Fratelli coltelli

di Andrea Marcigliano

 

Varsavia e Kiev litigano. E litigano di brutto. In apparenza per la questione del blocco delle esportazioni del grano ucraino. Che, sceso a prezzi bassissimi, danneggerebbe gravemente gli agricoltori dei paesi confinanti. E questo il governo di Morawiecki, e lo stesso Presidente Duda non lo possono permettere. Il loro partito, Diritto e giustizia, di impronta nazionalista e conservatrice, ha proprio nel mondo delle campagne la sua base elettorale più forte.

Da questo problema, però, si è finito con il discutere di ben altro. E sono volati gli stracci . Con Varsavia che accusa Kiev di ingratitudine… e il governo di Zelenski che convoca l’ambasciatore polacco per una dura risposta. E il ministro degli esteri di Varsavia che chiama il rappresentante diplomatico ucraino, e gli ricorda, a muso duro, i massacri di polacchi operati durante la Seconda Guerra Mondiale, dagli uomini di Bandera, alleati dei tedeschi. E chiede che quegli episodi – si parla di centomila morti – vengano finalmente riconosciuti come “genocidio”….

Insomma, decisamente una bella litigata. Fra due paesi che, sino a ieri, sembravano affratellati dal comune odio/paura nei confronti di Mosca. E legati da una ferrea alleanza. Che, per inciso, ha già portato migliaia di soldati polacchi a combattere come “volontari” a fianco delle truppe di Kiev.

Lo stupore per quanto sta accadendo fra Varsavia e Kiev – nonostante il silenzio dei Media occidentali – dovrebbe essere notevole. La Polonia, sino ad oggi, è stata la capofila di quei paesi NATO che hanno fomentato il conflitto. La più zelante nella richiesta di sanzioni contro Mosca. La più accesa nel richiedere l’ammissione di Kiev nell’alleanza e nel sostenere un diretto intervento contro i russi.

Ho usato, però, il condizionale “dovrebbe”. Perché appare evidente che l’attuale tensione non è soltanto dovuta al problema dell’export di grano. O ad antiche ferite.
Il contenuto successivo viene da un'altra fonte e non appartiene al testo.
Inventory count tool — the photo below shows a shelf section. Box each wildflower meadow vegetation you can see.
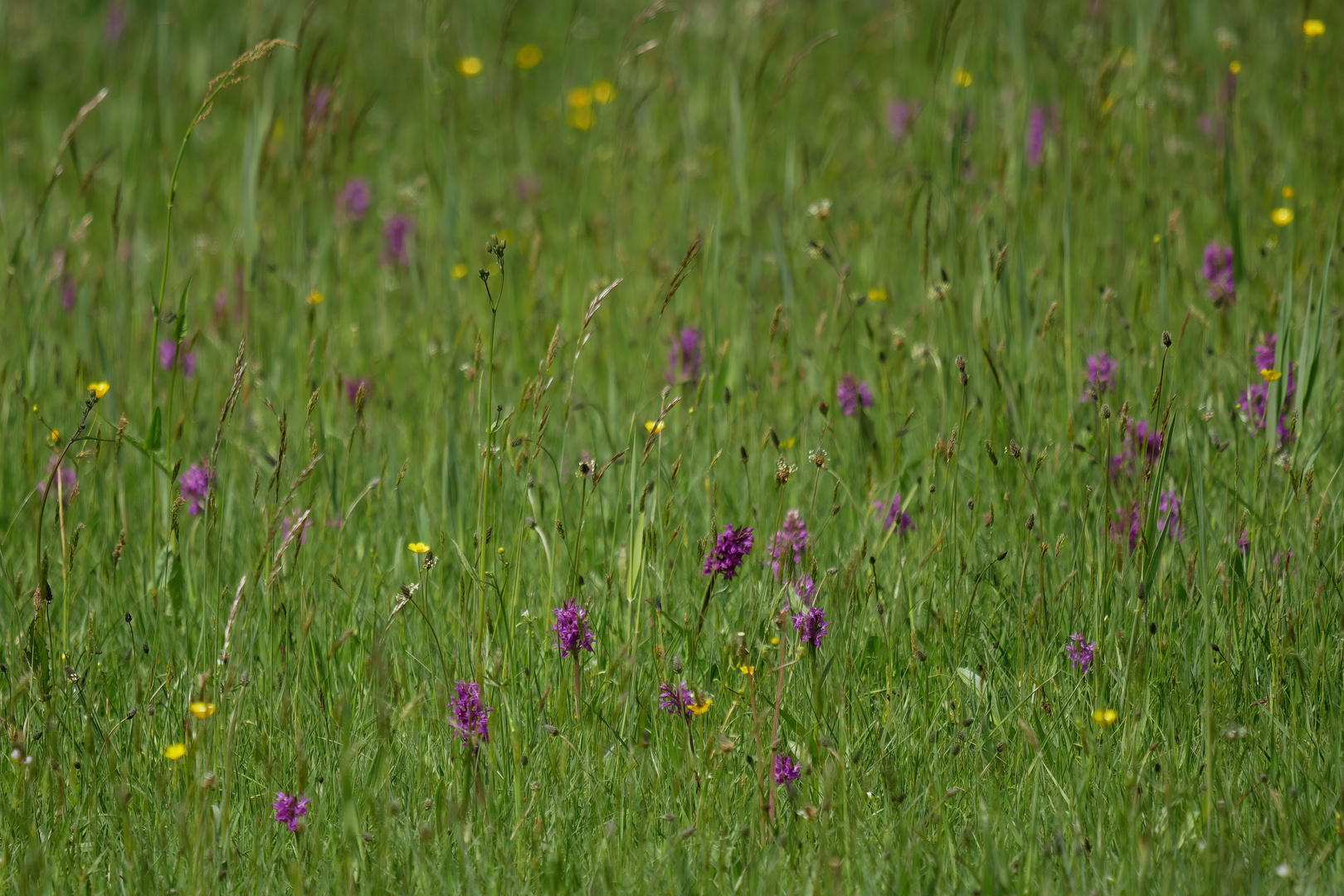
[0,0,1344,894]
Vi è di più. Molto di più. L’ormai palese fallimento della, troppo enfatizzata, controffensiva Ucraina sta producendo una serie di effetti. Destinati a cambiare, molto presto, lo scenario del conflitto.

Non certo a caso, il governo di Varsavia ha detto che la sua priorità sono, e restano, gli “interessi nazionali della Polonia”. Che, tradotto, significa che i polacchi non stanno soffrendo, e morendo, per Kiev. Ma per realizzare il sogno nazionale della Grande Polonia. Ovvero, il ritorno all’epoca in cui Varsavia rappresentava, in stretto rapporto con la Lituania, una grande potenza politica, economica e militare. Capace di controllare un ampio impero nell’Europa centro-orientale.

Impero di cui faceva parte integrante tutta la Galizia. Ovvero la parte settentrionale ed occidentale dell’odierno territorio ucraino.

Un vecchio sogno mai totalmente dimenticato. Restaurare i fasti dell’egemonia polacco-lituana del XVII secolo. Un sogno che, ora, proprio l’imminenza del crollo di Kiev sotto i colpi dell’Orso Russo, si sta risvegliando. Prepotentemente.

La presa di distanza di Varsavia è significativa. Il governo ucraino, dopo aver di fatto provocato la guerra con la violenta repressione – dal 2014 al 2022 – dei russi del Donbass, e disattendendo in ogni modo gli Accordi di Minsk, è sull’orlo della sconfitta. Che, facilmente, potrebbe tradursi in una soluzione “coreana”. La parte orientale dell’Ucraina, con Kiev, sotto controllo russo. Quella occidentale, con Leopoli, all’Occidente. Una divisione dell’Ucraina – che, appunto, significa “marca di confine” – che ha moltissimi precedenti storici.

Ed è ovvio che Occidente, in questo caso, significa Varsavia. Che andrebbe, così, a recuperare tutte quelle regioni occidentali che considera, storicamente, di sua pertinenza.

Certo, probabilmente Duda e i nazionalisti polacchi si sono vellicati, in questo ultimo anno, con la speranza di una sconfitta russa. E con il sogno, ben più ampio, di fare di tutta l’Ucraina un proprio satellite.

La realtà della guerra ha però preso il sopravvento sulle fantasticherie nazionaliste. Ed ora si prospetta la ben più concreta occasione di guadagnare attraverso la spartizione del paese.

La frattura tra Kiev e Varsavia ha queste ragioni profonde. Ed è un gran brutto segnale per Zelenski ed i suoi.

La Polonia era la sua prima sostenitrice. Ora sembra essere la prima sul punto di abbandonarlo al suo destino e al suo, tragico, fallimento.

Ucraini e polacchi… popoli fratelli, certo. Ma, appunto, fratelli coltelli.